Penn Democrats and College Republicans released a statement affirming their support for same-sex marriage today, along with nearly 50 other college political groups across the country.
The two reached out to other groups for nearly two months, asking leaders to sign on either themselves or on behalf of their organizations.
“We, the Presidents of College Democrats and College Republicans chapters from across America, stand united to affirm the right of all Americans to marry the person they love, regardless of gender.
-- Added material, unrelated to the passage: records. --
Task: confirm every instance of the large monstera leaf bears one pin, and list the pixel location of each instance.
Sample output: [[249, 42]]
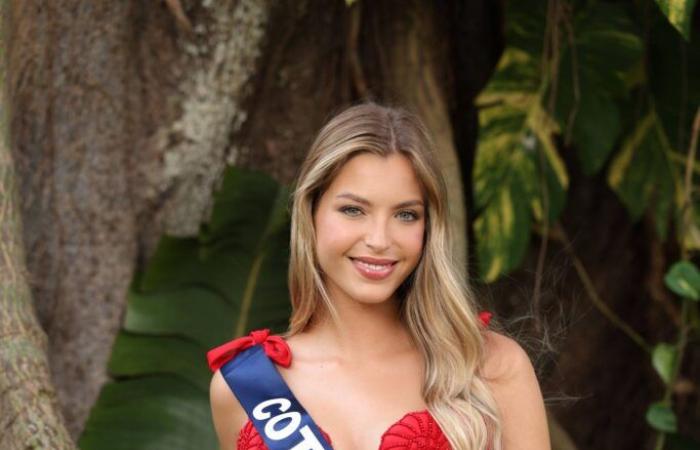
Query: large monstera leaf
[[196, 293], [518, 174]]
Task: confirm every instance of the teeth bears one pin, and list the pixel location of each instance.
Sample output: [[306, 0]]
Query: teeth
[[375, 267]]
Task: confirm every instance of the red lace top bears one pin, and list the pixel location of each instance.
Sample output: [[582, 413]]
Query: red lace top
[[415, 430]]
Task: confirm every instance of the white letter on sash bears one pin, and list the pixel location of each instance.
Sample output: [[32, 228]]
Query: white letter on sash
[[288, 429], [310, 442], [260, 414]]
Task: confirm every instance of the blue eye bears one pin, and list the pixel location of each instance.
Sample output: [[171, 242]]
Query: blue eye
[[408, 216], [351, 211]]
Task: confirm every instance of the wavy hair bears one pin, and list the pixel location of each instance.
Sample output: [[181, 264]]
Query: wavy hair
[[436, 303]]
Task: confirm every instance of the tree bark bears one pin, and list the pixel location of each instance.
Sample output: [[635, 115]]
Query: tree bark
[[123, 115], [29, 414]]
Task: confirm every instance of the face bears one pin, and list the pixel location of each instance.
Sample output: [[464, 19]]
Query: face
[[369, 228]]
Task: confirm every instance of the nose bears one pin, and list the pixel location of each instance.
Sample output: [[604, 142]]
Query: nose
[[377, 236]]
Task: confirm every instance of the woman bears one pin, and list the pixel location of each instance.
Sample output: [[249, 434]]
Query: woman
[[388, 349]]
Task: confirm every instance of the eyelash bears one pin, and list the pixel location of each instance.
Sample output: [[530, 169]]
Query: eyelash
[[345, 209]]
We challenge our nation’s leaders to join us in defense of marriage equality for LGBTQ couples,” the statement reads.
Penn Dems president and College sophomore Matthew Kalmans said that while there was a “tremendous amount of logistical challenge” involved in securing support for the statement, he is pleased with the results.
“We’re students, and we have a unique ability to start a trend,” he said. “Just because the national [Republican] Party doesn’t happen to stand on the right side of history at the moment, we can acknowledge that this … is something important to us.”
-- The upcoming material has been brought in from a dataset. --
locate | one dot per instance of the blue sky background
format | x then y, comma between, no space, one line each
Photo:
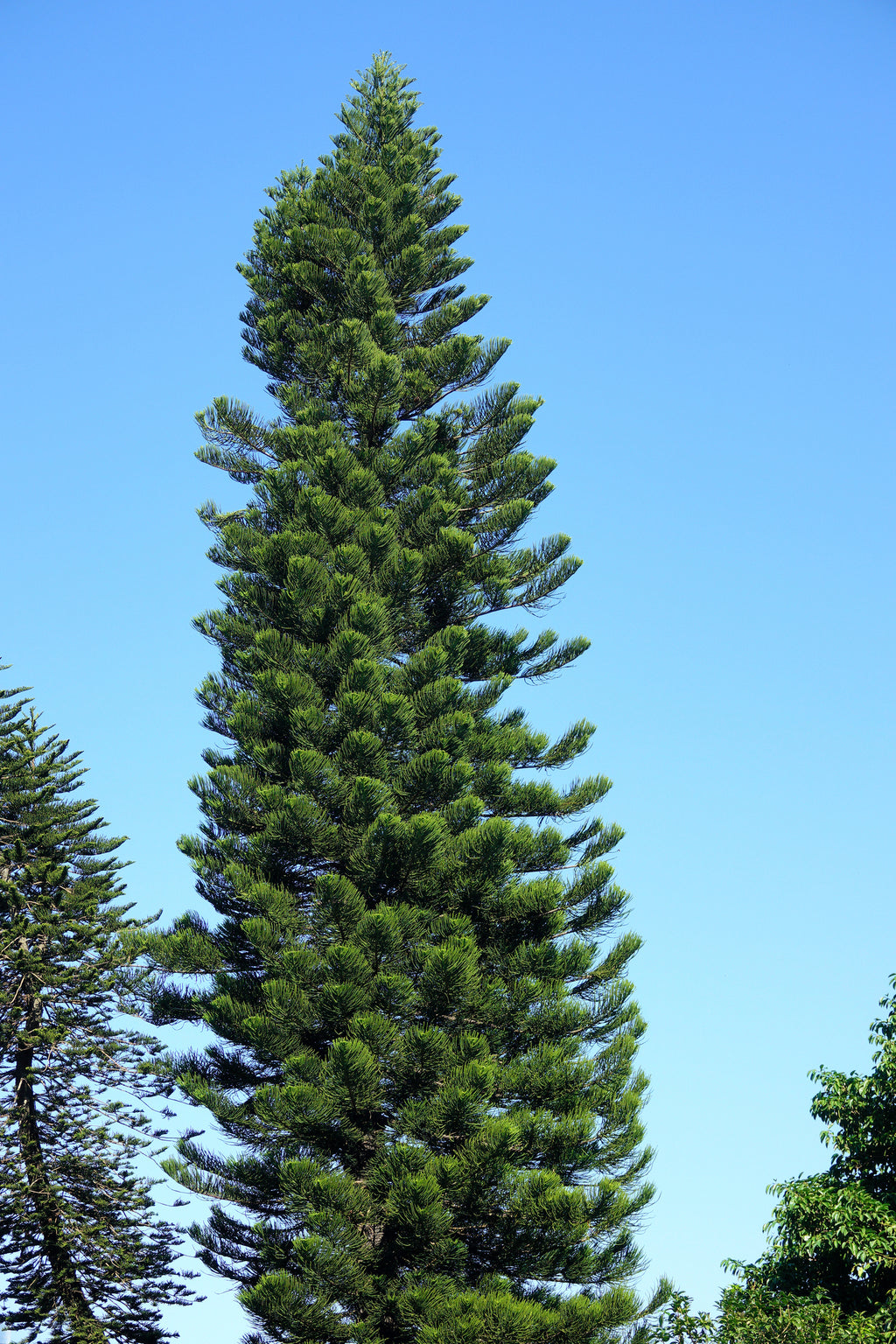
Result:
685,213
The groups listed on the statement includes colleges from Massachusetts to California and about ten Republican groups. While Kalmans was pleased with the number of Republican signees — whose national platform opposes same-sex marriage — College Republicans president and College junior Arielle Klepach said she would like to see even more bipartisan support.
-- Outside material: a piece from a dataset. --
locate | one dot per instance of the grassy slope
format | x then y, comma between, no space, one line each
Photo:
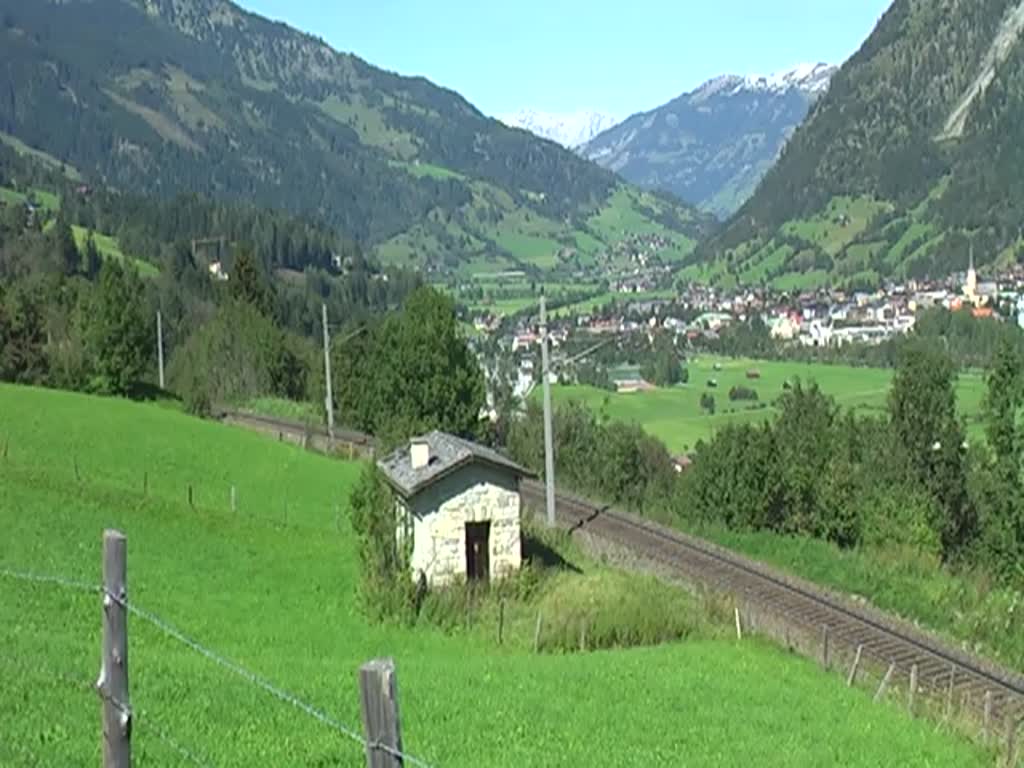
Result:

“While I understand why people would be hesitant, I obviously wish there would have been more widespread responses,” Klepach said. “But I guess that’s to be expected.”
At first, Penn Dems and College Republicans reached out to organizations on both sides of the aisle at each Ivy League school with the hopes of a unanimous Ivy League statement in support of same-sex marriage. But after several Ivies were “hostile” to the idea, Kalmans said, the two groups made the decision to open the statement to more schools.
They contacted each school ranked as a top 50 college by U.S. News and World Report, and Kalmans said only two groups voiced their opposition to the effort, even though not all were willing to put their name to a statement.
Tufts Democrats President Bronwen Raff said she received an email asking for support about two months ago.
“The reaction from my organization was overwhelmingly positive,” she said. “We were only a little bit upset that we hadn’t thought to do it first.”
Stanford Democrats Co-President Nick Ahamed was similarly happy to sign on to the statement.
“We thought it was really cool,” Ahamed said. “We were really excited to see something that was cross-national, at a lot of different campuses.”
Raff said that the initiative sparked new collaboration between Tufts Democrats and Republicans, who are now planning a co-sponsored symposium on immigration reform. Penn Democrats and College Republicans have also begun partnering on same-sex marriage and have indicated a desire to continue the partnership on other issues.
The two Penn organizations are encouraging all participating groups to tweet and post to Facebook about the statement today, using the hashtag #unitedforlove. They have also set up a Facebook page called Students United for Marriage Equality.
“Between all of us, there’s such a wide network of people that we can make aware of the fact that we’re doing this,” Klepach said. “The ultimate goal is to not only make other college-age students aware that there’s so much support for marriage equality, but also policymakers.”
Both Klepach and Kalmans said that while they can’t predict if or how the initiative will impact legislation or public opinion, they hope that it will help push an already-growing trend forward.
“My hope is that seeing a young Republican and growing Democrat population both in support of marriage equality will continue to give some senators the comfort they need to announce their support, to not feel that they’re in some sort of electoral danger,” Kalmans said.